Why This Moment Is Different (And Why Google Should Lose Sleep)
Unlike the dot-com bust where the rush of .com brands had no proven scalable monetization models, OpenAI has three strategies that built the most profitable companies in history.
The dot-com parallel matters because it reveals different failure modes. Pets.com's brilliant branding, cultural dominance, but economics that collapsed when investors realized it solved no real problem – just added another option nobody actually needed.
eToys? More instructive. Worth $8 billion at peak with millions of customers (parents who love their kids) and a beloved product - toys! But customer acquisition costs outpaced profits, leading to 2001 bankruptcy.
OpenAI has what both lacked: 700 million weekly users and proven monetization playbooks. But here's the deeper parallel - they're at the same inflection point Google hit in 2015.
Google didn't abandon "Don't Be Evil" in 2015 because they were desperate. They had 900 million Gmail users and 3.5 billion daily searches - massive traction but needed to accelerate revenue growth to match their scale and ambition. Removing strict ethical constraints wasn't survival necessity; changing to "Do Only Good" was growth optimization that enabled more aggressive surveillance and ad targeting. The same focus on revenue to support user growth was also true at Meta to drive mass adoption of their Ad program. This can be seen in a number of examples including the launch of Beacon in 2007, the Cambridge Analytica debacle in 2015 and abandoning the core promise of What’s App’s privacy guarantee in 2021).
OpenAI faces the same choice: maintain their current approach or pivot to aggressive monetization that maximizes their 700 million user advantage. The question isn't whether these strategies work – Google, Apple and Meta already proved they do.
Here's what should keep Sundar Pichai up at night: if OpenAI nails ads, Google's two-decade dominance in the $800 billion advertising market faces its first real threat since, well, ever.
2026: When the Mask Comes Off
By 2026, investors won't fund a bonfire forever. The timeline isn't arbitrary – it's driven by corporate budget cycles demanding ROI proof, bubble skepticism creating pressure, and competitive positioning as Google hesitates.
It's an innovator's dilemma in real time. And for the first time in 20 years, Google isn't playing offense.
Meta? They'll play copycat or buy in after the market's established – that's their playbook for success with WhatsApp, Instagram, Reels, Stories. Grok? Nobody's buying ads next to Elon's content on X. Claude and Perplexity? Too small.
The ad war will be fought between OpenAI and Google. If OpenAI wins, the oxygen fueling Google's empire goes with it.
The Bottom Line (Because Someone Has to Pay for All This Compute)

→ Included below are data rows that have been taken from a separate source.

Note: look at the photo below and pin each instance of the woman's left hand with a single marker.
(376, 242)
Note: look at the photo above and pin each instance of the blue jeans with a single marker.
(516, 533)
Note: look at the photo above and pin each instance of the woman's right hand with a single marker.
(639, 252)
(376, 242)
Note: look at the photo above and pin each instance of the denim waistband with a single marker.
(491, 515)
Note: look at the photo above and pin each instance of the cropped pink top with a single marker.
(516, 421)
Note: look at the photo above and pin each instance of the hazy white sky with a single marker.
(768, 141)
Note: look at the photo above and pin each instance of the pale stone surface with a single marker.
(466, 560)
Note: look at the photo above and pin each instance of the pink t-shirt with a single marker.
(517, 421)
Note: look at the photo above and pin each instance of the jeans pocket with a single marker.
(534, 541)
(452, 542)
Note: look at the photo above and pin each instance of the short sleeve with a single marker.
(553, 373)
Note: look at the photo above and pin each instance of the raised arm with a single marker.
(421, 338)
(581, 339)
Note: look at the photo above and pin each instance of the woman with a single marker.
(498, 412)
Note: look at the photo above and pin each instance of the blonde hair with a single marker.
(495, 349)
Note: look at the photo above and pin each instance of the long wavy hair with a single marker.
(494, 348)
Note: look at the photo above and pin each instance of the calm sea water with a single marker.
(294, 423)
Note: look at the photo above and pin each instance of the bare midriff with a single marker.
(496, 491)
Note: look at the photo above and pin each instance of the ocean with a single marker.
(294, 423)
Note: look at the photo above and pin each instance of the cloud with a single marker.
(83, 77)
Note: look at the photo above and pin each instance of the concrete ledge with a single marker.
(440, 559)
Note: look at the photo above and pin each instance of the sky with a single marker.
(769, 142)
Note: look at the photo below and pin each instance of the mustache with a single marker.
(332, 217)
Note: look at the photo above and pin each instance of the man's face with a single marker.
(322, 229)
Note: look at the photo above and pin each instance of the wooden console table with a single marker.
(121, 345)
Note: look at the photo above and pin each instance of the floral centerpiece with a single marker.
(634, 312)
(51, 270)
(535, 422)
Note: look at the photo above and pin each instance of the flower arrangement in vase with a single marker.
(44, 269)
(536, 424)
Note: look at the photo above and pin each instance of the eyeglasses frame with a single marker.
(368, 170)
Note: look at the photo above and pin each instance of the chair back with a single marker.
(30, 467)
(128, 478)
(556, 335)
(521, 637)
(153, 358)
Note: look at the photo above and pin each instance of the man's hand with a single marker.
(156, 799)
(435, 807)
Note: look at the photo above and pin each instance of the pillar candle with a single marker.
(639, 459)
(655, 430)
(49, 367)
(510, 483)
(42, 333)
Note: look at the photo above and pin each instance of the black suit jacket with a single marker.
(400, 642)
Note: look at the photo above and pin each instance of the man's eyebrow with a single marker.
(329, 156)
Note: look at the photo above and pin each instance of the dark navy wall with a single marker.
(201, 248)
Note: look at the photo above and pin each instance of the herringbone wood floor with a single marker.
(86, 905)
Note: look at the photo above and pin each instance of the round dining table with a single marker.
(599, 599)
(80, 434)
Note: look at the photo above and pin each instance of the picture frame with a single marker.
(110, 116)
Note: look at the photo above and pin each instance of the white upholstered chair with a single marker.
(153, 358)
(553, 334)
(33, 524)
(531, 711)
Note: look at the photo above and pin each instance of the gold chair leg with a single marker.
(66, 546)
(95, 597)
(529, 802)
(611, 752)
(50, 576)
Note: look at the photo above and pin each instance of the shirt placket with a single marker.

AI isn't doomed, it isn't salvation, and depending on whether the economics catch up, it can be both. If OpenAI fails, it's Pets.com with millions of GPUs. If it succeeds, it forces the biggest shift in digital advertising since Google turned search into a money printer.

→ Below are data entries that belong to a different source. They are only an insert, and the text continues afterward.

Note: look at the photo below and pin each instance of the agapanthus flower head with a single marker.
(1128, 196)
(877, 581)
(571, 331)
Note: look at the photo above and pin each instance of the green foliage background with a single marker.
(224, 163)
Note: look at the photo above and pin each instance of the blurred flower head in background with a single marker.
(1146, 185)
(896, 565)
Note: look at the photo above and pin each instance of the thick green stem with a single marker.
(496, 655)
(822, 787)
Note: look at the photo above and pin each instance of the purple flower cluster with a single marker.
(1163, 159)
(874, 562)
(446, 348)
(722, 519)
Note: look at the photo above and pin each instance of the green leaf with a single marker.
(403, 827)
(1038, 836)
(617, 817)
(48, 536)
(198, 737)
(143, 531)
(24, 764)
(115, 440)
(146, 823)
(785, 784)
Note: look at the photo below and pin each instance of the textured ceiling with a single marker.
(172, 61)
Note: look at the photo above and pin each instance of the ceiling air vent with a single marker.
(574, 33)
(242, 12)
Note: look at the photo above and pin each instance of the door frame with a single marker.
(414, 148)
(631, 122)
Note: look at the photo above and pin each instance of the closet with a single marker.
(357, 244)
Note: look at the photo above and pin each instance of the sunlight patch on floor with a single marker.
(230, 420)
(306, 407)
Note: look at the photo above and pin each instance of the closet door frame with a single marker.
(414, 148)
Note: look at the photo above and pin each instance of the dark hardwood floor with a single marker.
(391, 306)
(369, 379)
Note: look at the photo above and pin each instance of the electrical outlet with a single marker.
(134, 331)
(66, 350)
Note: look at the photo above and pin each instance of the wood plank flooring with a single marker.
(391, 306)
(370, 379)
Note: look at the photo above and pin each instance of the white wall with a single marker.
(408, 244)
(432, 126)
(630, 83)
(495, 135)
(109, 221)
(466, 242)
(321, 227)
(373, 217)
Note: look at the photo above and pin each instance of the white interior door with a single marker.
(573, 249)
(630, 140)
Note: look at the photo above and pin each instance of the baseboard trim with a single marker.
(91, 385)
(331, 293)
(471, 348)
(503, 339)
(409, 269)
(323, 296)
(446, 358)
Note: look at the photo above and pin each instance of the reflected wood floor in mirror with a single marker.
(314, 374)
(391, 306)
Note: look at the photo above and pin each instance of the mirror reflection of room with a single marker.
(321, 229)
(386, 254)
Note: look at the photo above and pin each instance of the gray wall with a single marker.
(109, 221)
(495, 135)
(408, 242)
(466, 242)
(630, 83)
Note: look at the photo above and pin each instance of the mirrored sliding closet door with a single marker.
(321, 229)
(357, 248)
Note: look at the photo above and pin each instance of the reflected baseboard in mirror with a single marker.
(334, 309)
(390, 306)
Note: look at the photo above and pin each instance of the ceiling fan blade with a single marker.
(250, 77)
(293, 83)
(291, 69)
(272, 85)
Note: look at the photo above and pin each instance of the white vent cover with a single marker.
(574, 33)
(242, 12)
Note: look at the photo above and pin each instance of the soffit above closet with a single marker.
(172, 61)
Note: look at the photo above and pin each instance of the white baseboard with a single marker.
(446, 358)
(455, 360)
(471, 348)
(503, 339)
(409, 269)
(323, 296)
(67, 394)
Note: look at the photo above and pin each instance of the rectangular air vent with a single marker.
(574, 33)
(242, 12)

The bubble creates urgency without changing the fundamental opportunity. These three moves aren't speculative hopes – they're pressure-driven inevitabilities following proven playbooks.
The real takeaway isn't to cheer or panic. It's this: hype without economics is theater. But when companies with 700 million users follow the exact playbook that created Google and Meta's dominance, that's not hype.
That's history repeating itself at internet scale, just faster and with better user interfaces.